Gewalt in der Ostukraine tobt weiter
In der Ostukraine regiert weiter die Gewalt. Mit Kampfhubschraubern und Panzerfahrzeugen gingen Regierungstruppen am Sonntag erneut gegen prorussische Separatisten vor. Der "Anti-Terror-Einsatz" werde fortgesetzt, kündigte Innenminister Arsen Awakow in Kiew an. Moskau befürchtet eine Großoffensive der ukrainischen Sicherheitskräfte.

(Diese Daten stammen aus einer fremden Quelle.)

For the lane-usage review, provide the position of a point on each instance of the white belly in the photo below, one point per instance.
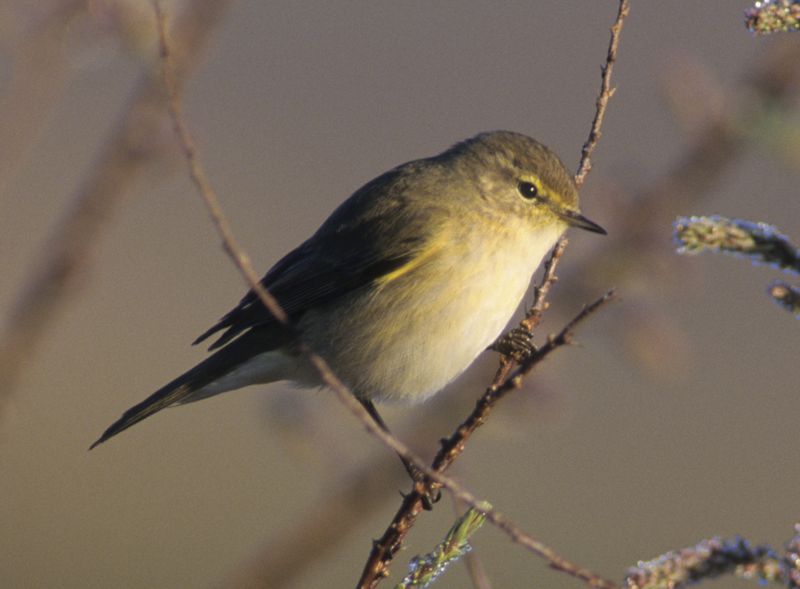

Awakow sagte: "Wir werden weiter gegen Extremisten und Terroristen vorgehen, die Gesetze ignorieren und das Leben der Bürger gefährden." Gemeint sind die prorussischen Aktivisten, die mehr Autonomie für die Regionen im Osten der früheren Sowjetrepublik fordern. Seit Wochen halten die zum Großteil bewaffneten Kräfte in der Region Dutzende Verwaltungsgebäude besetzt, sie haben zudem eine "Volksrepublik Donezk" ausgerufen.

Nach Awakows Worten wurde in Lugansk mindestens ein Aktivist erschossen, zwei weitere wurden verletzt. In Mariupol begannen die Regierungseinheiten mit dem Sturm auf ein besetztes Verwaltungsgebäude. "Sie haben uns fünf Minuten gegeben, um das Haus zu verlassen, und danach das Feuer eröffnet", sagte ein Separatistensprecher.

In Konstantinowka wurden mehrere Sicherheitskräfte beim Kampf um einen Fernsehturm verletzt. "Die Terroristen verwenden schwere Waffen. Aber wir halten die Stellung", teilte Minister Awakow mit. Aus Kramatorsk und aus Slawjansk, wo am Samstag die vor einer Woche festgesetzten OSZE-Beobachter freigelassen wurden, fielen nur vereinzelt Schüsse.

Auch in der Gebietshauptstadt Donezk kam es wieder zu Gewalt. Maskierte und mit Knüppeln bewaffnete Demonstranten nahmen ein Gebäude des Geheimdienstes SBU ein. Die Polizei habe nicht eingegriffen, hieß es. In der Stadt Gorlowka erstürmten moskautreue Aktivisten ein Verwaltungsgebäude. Auch aus Lugansk und Konstantinowka wurden vereinzelte Gefechte gemeldet.

Russland fordert Reaktion des Westens
Russland fordert von der OSZE und dem Europarat eine scharfe Reaktion auf die "Anti-Terror-Operation" in der Ostukraine. Die Regierung in Kiew führe eine "Strafaktion gegen das eigene Volk" durch, aber der Westen schweige dazu, kritisierte das Außenministerium in Moskau am Sonntag.

CIA berät Regierung in Kiew
Die Regierung in Kiew wird einem Bericht zufolge von Dutzenden Spezialisten des US-Geheimdienstes CIA und der US-Bundespolizei FBI beraten. Die Beamten sollten im Auftrag der US-Regierung dabei helfen, die Rebellion im Osten des Landes zu beenden und eine funktionsfähige Sicherheitsstruktur aufzubauen, meldete die Zeitung "Bild am Sonntag"unter Berufung auf deutsche Sicherheitskreise.

Die Agenten seien aber nicht direkt an den Kämpfen mit den pro-russischen Milizen in der Ost-Ukraine beteiligt. Ihre Tätigkeit beschränke sich auf die Hauptstadt Kiew. Die FBI-Agenten sollten der Übergangsregierung zudem dabei helfen, die organisierte Kriminalität im Lande zu bekämpfen.